Отец никогда не жаловался на невзгоды. Старел красиво в своих сединах, пережил внезапную смерть второй жены, скучал без меня, иногда брал моего сына Сашку на каток, общался и выпивал с моей бывшей женой Катей и её мужем, любил вспоминать свою первую заграничную поездку вокруг Европы. Преспокойно летом снимал веранду в деревне Мелькисарово, рядом с Шереметьевом, и не вздыхал по утраченному львовскому особняку да груде трофейных авто. Это поколение привыкло, когда «из огня да в полымя», «из грязи да князи» и обратно. Оно привыкло к вечным передрягам и потому умело наслаждаться жизнью в любой ситуации. Это поколение было несчастно и не знало об этом. Я склоняю голову перед этими людьми, служившими России. Возможно, я заблуждаюсь, но измеряю калибр личности не только достижениями рук и ума, но и мучениями жизни. Как писал Гёте: «Мне нечего сказать о солнцах и мирах:/ Я вижу лишь одни мученья человека».
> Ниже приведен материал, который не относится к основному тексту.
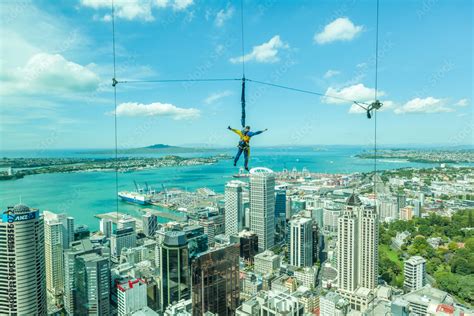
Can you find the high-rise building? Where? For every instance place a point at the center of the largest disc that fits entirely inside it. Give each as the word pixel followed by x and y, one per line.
pixel 415 274
pixel 150 224
pixel 280 204
pixel 76 249
pixel 81 232
pixel 357 254
pixel 262 206
pixel 234 213
pixel 131 296
pixel 248 245
pixel 106 227
pixel 209 229
pixel 317 241
pixel 58 234
pixel 333 304
pixel 215 281
pixel 92 281
pixel 174 270
pixel 301 242
pixel 348 246
pixel 368 248
pixel 127 221
pixel 267 262
pixel 406 213
pixel 22 262
pixel 122 238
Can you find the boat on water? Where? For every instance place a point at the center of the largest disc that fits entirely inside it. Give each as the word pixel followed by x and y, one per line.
pixel 140 196
pixel 134 197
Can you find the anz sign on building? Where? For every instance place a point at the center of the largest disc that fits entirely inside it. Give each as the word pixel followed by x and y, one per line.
pixel 9 217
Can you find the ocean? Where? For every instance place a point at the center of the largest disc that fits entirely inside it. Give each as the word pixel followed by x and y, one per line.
pixel 84 194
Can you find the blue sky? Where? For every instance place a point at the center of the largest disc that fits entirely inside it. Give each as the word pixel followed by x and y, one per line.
pixel 56 70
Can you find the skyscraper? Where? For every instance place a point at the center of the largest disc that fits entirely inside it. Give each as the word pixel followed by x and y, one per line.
pixel 106 227
pixel 234 213
pixel 415 274
pixel 22 262
pixel 280 204
pixel 357 253
pixel 262 206
pixel 122 238
pixel 92 280
pixel 368 248
pixel 127 221
pixel 301 242
pixel 58 233
pixel 76 249
pixel 348 246
pixel 174 271
pixel 215 281
pixel 150 224
pixel 131 296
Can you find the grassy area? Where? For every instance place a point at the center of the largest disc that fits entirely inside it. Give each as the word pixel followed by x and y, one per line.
pixel 391 254
pixel 386 251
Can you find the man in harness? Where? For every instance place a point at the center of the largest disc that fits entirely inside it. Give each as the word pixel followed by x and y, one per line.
pixel 244 145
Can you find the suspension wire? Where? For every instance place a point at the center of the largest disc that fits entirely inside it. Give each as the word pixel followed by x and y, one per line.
pixel 242 36
pixel 242 96
pixel 375 96
pixel 178 80
pixel 114 84
pixel 309 92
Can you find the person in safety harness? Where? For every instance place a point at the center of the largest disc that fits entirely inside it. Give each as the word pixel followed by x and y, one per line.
pixel 244 143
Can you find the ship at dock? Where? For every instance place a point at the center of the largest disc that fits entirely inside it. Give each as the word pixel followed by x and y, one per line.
pixel 142 196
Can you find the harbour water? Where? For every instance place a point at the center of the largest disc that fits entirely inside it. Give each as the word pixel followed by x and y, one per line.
pixel 84 194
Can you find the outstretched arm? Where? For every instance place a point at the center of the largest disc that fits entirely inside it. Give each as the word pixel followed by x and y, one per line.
pixel 234 130
pixel 257 132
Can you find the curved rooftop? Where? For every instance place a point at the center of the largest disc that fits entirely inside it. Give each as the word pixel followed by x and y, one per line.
pixel 354 200
pixel 21 209
pixel 260 170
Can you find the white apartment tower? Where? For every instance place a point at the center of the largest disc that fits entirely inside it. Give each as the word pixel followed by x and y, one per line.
pixel 150 224
pixel 348 246
pixel 106 227
pixel 131 296
pixel 357 253
pixel 22 263
pixel 58 234
pixel 415 274
pixel 368 248
pixel 122 238
pixel 262 206
pixel 301 242
pixel 234 213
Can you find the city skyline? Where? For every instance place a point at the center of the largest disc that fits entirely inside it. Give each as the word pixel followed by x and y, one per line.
pixel 74 66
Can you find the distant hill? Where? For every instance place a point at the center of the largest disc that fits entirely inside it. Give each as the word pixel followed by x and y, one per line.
pixel 156 148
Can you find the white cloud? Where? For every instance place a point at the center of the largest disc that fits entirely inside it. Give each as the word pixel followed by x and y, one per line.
pixel 264 53
pixel 181 4
pixel 214 97
pixel 223 15
pixel 133 109
pixel 135 9
pixel 331 73
pixel 426 105
pixel 46 74
pixel 356 109
pixel 341 29
pixel 357 92
pixel 462 102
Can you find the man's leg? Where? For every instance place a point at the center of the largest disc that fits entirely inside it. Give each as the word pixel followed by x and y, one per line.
pixel 246 156
pixel 237 156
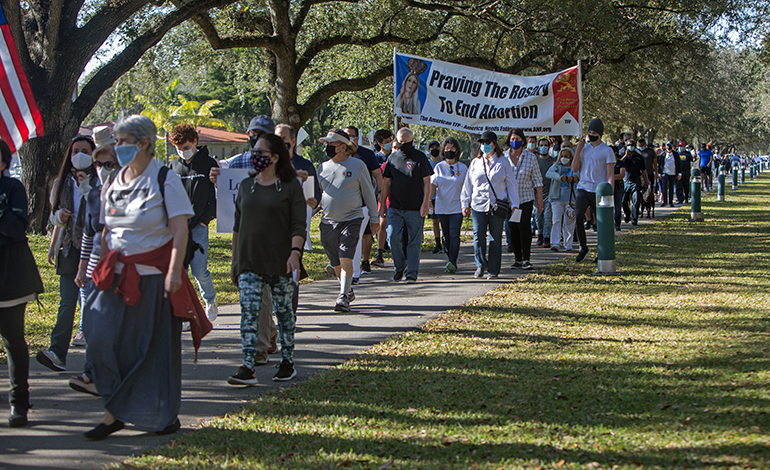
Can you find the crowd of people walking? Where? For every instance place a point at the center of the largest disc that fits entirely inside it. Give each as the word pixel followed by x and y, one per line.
pixel 127 230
А вот моей маме совсем не повезло. Красивая девушка из Павлодара, что рядом с Днепропетровском, приехала за блаженным счастьем в Москву, вышла замуж, родила сына, и тут мужа взяли под белы руки. Освободили, выгнали в прекрасный Киев, снова лучик счастья, а тут война, проклятая война! Жуткая эвакуация, русский «дранг нах остен» в Ташкент, смерть родных, наконец, воссоединение с мужем во Львове в 1944 году, жизнь в неописуемой для того времени роскоши, и через два года внезапная смерть, в 38 лет! Без мамы детства не существует, во всяком случае для меня, так что вряд ли я напишу своё «Детство», как дражайший Лев Николаевич. Мне до сих пор не хватает мамы, хотя я уже почти забыл её.